Last month, I ran across an article stating that companies should fire bad customers:

Here in our laboratory informatics industry, we often know which LIMS customers are bad to work with, which ELN customers should be avoided, and which customers will never settle on a piece of software and implement, at all. This is not as true regarding smaller or even the medium-sized customers, but the large customers are fairly well-known. Their projects have so many people come through them that’s it’s usually not long before most people in the industry know how well or how poorly a customer is handling their project.

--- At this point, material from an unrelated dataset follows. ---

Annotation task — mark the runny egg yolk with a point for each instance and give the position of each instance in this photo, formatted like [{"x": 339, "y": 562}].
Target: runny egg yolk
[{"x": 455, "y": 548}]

Should We “Out” the Bad Customers?
In the example in the article link I gave, where they mention a print shop firing a bad customer, a print shop probably has no NDA (Non-Disclosure Agreement) with their customers. If they want to “out” that customer by posting their bad experiences to the world so that other print shops can be forewarned, that is possibly an option. The print shop might even trust their employees to be responsible-enough to make appropriate posts about customers they have bad experiences with. I have a difficult time seeing that taking place in our industry.

Of course, the first problem is the NDA. For most customers, it is not allowed to go around talking about what’s going on with their project. It might be allowed to discuss it within the project, but it’s usually the case that team members are not supposed to speak of it outside the project. The key words are “not supposed to.” People tend to be loose-lipped. Hence, the old phrase “loose lips sink ships.” Unlike wartime efforts, most people take this much less seriously. Even if the project leaders understand and commit to keep mum about the project, this message almost never gets to the actual team members, and they still might not take it seriously, even if it did.

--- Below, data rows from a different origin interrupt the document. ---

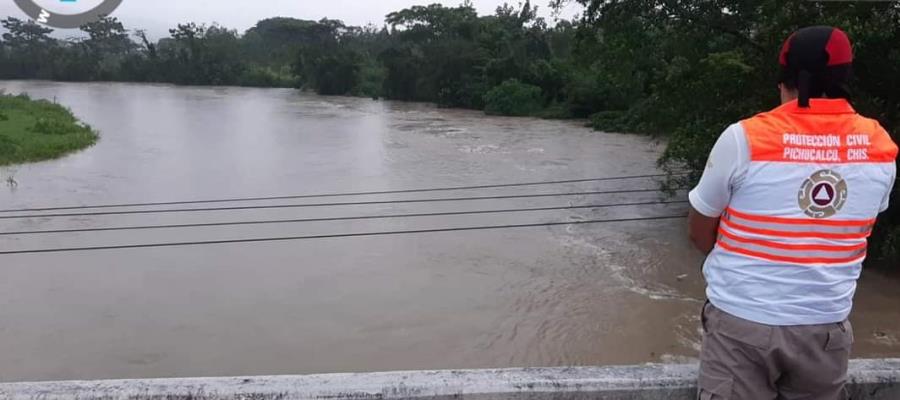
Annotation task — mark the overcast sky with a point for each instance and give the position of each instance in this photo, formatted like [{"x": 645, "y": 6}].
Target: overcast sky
[{"x": 158, "y": 15}]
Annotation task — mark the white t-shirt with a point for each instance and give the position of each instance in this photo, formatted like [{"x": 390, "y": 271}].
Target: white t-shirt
[
  {"x": 763, "y": 292},
  {"x": 725, "y": 172}
]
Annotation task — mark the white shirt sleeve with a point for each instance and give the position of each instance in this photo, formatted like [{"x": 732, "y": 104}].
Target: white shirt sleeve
[
  {"x": 727, "y": 166},
  {"x": 887, "y": 198}
]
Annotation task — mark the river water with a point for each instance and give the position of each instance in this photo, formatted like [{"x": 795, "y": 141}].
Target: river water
[{"x": 613, "y": 293}]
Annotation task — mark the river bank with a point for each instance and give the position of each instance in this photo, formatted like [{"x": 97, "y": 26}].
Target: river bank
[{"x": 38, "y": 130}]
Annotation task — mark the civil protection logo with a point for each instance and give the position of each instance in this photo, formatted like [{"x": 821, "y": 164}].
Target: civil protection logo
[
  {"x": 823, "y": 195},
  {"x": 67, "y": 21}
]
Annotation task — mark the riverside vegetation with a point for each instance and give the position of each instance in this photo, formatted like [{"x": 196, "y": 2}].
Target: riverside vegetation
[
  {"x": 36, "y": 130},
  {"x": 679, "y": 69}
]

When people are stressed, they want to vent. When their employer or customer won’t listen, they’ll find an outlet, somewhere. They usually vent to people they know, but those people aren’t always on the same project or with the same company. Once they vent, those project stories make the rounds of the industry. If more than one person is venting, those stories get around quite quickly.

I will tell you that there have been projects through the years that I purposely avoided having heard that they were, in our industry parlance, “nuts.” You will take care to notice that I can’t have heard that because I was on that project team if I didn’t get involved with the project. Nor could I have heard it from my other employees. My point is that people in the industry talk to each other, regardless. Most of us know most of the rest of us from somewhere, so these stories easily get around.

Even when there is no NDA with a customer, most customers, good or bad, tend to like their privacy. Many of them don’t want their name flung around the industry. Of course, it does depend what the context is. If I were about to say “customer x is the greatest customer in the world, you should work for them for free, that’s how great they are” then I think that almost any customer would be fine having their name thrown-around like that. Not all of them would, though.

In addition, some of this is our personal opinion. There are some projects that are fairly universally despised because they are so abysmal. However, there are also customers that some people love to work with and others just can’t stand. This is partly because people have different work styles and what is great to one person is terrible to another. This is much different from those projects that are truly going south and/or treating everyone quite badly.

I doubt anyone will start a public rating of the customers, partly because they don’t want to be sued, partly because they respect the privacy of the customer, and partly because they don’t care if other companies have the same problems. But just because we don’t use a public tool to rate customers doesn’t mean it doesn’t take place – it’s just not in writing.

But it’s a warning to customers, especially the large ones, that people outside do know what’s going on regarding your project. If you find that an embarrassing thought, then work to make your project better. Make it your New Year’s resolution and make it one you actually keep.